Yesterday Arm released the new Cortex-A78, Cortex-X1 CPUs and the new Mali-G78 GPU. Alongside the new “key” IPs from the company, we also saw the reveal of the newest Ethos-N78 NPU, announcing Arm’s new second-generation design.
Over the last few years we’ve seen a literal explosion of machine learning accelerators in the industry, with a literal wild west of different IP solutions out there. On the mobile front particularly there’s been a huge amount of different custom solutions developed in-house by SoC vendors, this includes designs such as from Qualcomm, HiSilicon, MediaTek and Samsung LSI. For vendors who do not have the design ability to deploy their own IP, there’s the possibility of licensing something from an IP vendor such as Arm.
Arm’s “Ethos” machine learning IP is aimed at client-side inferencing workloads, originally described as “Project Trillium” and the first implementation seeing life in the form of the Ethos-N77. It’s been a year since the release of the first generation, and Arm has been working hard on the next iteration of the architecture. Today, we’re covering the “Scylla” architecture that’s being used in the new Ethos-N78.

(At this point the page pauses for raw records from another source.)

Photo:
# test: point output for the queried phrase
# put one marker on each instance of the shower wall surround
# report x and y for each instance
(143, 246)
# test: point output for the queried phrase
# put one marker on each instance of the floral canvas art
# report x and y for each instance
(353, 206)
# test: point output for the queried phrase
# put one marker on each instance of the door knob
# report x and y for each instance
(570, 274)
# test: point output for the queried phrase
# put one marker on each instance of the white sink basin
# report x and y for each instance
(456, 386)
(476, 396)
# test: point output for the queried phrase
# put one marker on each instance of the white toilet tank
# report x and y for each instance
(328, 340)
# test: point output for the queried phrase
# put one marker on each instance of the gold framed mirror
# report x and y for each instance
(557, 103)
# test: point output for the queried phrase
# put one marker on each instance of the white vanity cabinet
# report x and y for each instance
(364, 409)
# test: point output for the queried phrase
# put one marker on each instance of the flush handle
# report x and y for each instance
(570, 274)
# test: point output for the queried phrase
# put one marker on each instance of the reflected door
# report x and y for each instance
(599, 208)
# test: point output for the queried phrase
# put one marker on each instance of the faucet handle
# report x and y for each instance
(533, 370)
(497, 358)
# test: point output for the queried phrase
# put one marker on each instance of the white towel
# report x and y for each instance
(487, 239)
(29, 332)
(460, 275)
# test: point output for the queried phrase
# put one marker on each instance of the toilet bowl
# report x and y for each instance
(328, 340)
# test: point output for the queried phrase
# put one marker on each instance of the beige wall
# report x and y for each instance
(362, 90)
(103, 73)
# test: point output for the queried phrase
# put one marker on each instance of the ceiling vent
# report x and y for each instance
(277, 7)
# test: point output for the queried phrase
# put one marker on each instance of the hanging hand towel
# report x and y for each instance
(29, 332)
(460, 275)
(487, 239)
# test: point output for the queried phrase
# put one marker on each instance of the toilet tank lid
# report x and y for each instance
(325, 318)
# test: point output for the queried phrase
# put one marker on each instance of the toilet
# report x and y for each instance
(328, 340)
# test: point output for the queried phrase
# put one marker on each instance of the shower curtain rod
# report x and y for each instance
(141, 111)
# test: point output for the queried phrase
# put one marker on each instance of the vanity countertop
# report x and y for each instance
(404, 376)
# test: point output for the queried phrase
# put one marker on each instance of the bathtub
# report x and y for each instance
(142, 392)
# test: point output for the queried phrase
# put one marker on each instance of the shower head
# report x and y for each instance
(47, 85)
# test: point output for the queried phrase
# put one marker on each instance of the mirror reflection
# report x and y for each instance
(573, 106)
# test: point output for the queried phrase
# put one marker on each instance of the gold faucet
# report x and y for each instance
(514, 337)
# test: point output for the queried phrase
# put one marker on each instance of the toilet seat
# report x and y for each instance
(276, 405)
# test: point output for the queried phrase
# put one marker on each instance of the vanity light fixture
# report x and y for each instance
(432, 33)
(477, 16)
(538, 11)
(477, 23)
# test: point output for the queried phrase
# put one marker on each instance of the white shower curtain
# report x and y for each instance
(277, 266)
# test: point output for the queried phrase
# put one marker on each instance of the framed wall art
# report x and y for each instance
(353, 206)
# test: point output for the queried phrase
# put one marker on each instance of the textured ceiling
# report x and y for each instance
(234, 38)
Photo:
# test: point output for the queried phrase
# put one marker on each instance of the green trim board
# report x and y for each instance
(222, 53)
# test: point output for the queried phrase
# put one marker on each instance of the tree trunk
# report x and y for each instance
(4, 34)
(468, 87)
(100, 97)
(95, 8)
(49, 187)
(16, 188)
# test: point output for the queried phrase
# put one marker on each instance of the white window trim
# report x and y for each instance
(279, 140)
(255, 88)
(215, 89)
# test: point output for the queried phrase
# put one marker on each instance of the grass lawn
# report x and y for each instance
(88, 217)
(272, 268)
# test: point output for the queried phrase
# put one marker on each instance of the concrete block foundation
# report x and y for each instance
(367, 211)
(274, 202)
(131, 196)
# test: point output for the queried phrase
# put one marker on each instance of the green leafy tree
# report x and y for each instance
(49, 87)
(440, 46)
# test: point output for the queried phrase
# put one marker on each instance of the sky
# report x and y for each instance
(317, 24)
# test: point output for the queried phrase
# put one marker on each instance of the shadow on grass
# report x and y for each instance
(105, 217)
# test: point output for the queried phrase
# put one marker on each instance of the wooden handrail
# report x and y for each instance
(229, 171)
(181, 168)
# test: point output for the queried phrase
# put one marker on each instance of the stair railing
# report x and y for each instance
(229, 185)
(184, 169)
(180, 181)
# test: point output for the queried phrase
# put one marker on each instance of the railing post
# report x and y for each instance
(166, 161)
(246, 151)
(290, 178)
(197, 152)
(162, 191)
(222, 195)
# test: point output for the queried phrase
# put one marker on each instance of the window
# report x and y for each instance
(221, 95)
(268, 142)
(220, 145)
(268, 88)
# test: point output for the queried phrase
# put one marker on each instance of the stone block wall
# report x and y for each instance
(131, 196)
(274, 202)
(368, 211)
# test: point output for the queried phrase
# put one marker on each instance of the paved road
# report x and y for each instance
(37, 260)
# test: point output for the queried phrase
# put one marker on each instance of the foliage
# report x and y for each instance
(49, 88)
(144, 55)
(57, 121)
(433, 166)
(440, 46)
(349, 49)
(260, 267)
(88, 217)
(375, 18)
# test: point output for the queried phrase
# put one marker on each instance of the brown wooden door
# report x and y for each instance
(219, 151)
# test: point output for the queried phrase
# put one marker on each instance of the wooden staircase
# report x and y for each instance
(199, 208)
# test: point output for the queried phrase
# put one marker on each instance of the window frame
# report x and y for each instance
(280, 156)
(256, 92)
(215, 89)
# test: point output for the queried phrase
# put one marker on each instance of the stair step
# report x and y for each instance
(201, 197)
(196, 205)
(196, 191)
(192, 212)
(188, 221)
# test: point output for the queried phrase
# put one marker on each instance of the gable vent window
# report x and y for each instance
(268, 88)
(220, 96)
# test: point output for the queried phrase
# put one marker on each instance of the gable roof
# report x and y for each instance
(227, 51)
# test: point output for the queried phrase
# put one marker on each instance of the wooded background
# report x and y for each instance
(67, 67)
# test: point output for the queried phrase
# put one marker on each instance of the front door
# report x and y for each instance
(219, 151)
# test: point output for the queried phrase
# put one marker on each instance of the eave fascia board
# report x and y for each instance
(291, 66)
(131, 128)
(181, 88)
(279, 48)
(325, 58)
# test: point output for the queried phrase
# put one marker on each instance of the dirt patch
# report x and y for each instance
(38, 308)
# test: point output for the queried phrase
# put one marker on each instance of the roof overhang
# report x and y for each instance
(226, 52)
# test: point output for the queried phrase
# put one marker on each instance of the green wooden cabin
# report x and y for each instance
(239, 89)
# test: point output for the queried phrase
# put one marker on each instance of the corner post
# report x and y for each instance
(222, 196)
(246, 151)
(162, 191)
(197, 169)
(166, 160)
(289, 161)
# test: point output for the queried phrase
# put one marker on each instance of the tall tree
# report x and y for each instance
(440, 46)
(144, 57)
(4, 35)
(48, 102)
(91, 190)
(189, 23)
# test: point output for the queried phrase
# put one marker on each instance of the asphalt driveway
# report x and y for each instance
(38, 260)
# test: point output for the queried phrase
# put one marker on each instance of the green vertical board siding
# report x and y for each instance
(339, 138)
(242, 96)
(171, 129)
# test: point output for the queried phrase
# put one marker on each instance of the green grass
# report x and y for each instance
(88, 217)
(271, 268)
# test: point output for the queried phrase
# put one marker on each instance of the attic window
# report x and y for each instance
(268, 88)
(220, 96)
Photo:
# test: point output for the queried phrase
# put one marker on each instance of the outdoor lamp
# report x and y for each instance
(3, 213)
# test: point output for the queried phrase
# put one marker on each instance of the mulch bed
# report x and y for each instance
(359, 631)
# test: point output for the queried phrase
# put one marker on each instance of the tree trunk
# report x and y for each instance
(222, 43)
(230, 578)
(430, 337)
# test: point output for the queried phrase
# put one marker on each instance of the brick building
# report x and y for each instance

From a very high-level view, what the N78 promises is a quite large boost both in performance and efficiency. The new design scales up much higher than the biggest N77 configuration, now being able to offer 2x the peak performance at up to 10TOPs of raw computational throughput.
Arm has revamped the design of the NPU for better power efficiency, enabled through various new compression techniques as well as an improvement in external memory bandwidth per inference of up to 40%.
Strong points of the N78 are the IP’s ability to scale performance across different configuration options. The IP is available at 4 different performance points, or better said at four different distinct engine configurations, from the smallest config at 1TOPs, to 2, 5 and finally a maximum of 10TOPs. This corresponds to MAC configurations of 512, 1024, 2048 and 4096 units for the totality of the design.
The interesting aspect of scaling bigger is that the area efficiency of the IP actually scales better the bigger the implementation, due to probably the fact that the unique fixed shared function blocks area percentage shrinks with the more computation engines the design has.
Architecturally, the biggest improvements of the new N78 were in the way it handles data around in the engines, enabling new compression methods for data that not only goes outside the NPU (DRAM bandwidth improvement), but also data movement within the NPU itself, improving efficiency for both performance and power.
The new compression and data handling can significantly reduce the bandwidth of the system with an average 40% reduction across workloads – which is an extremely impressive figure to showcase between IP generations.
Generational performance uplifts, thanks to the higher performance density and power efficiency are on average 25%, which along with the doubled peak performance configuration means that it has the potential to represent a large boost in end devices.
It’s quite hard to analyse NPUs on how they perform in the competitive landscape – particularly here in Arm’s case given that we haven’t yet seen the first generation NPU designs in silicon. One interesting remark that Arm has made, is that in this space, software matters more than anything else, and a bad software stack can possibly ruin what otherwise would be a good hardware design. Arm mentioned they’ve seen vendors adopt their own Ethos IP and dropping competitor designs because of this – Arm says they invest a very large amount of resources into software in order to facilitate customers to actually properly make use of their hardware designs.
Arm’s new Ethos-N78 has already been licensed out to customers and they’re taping in their designs with it, with likely the first products seeing the light of day in 2021 at the earliest.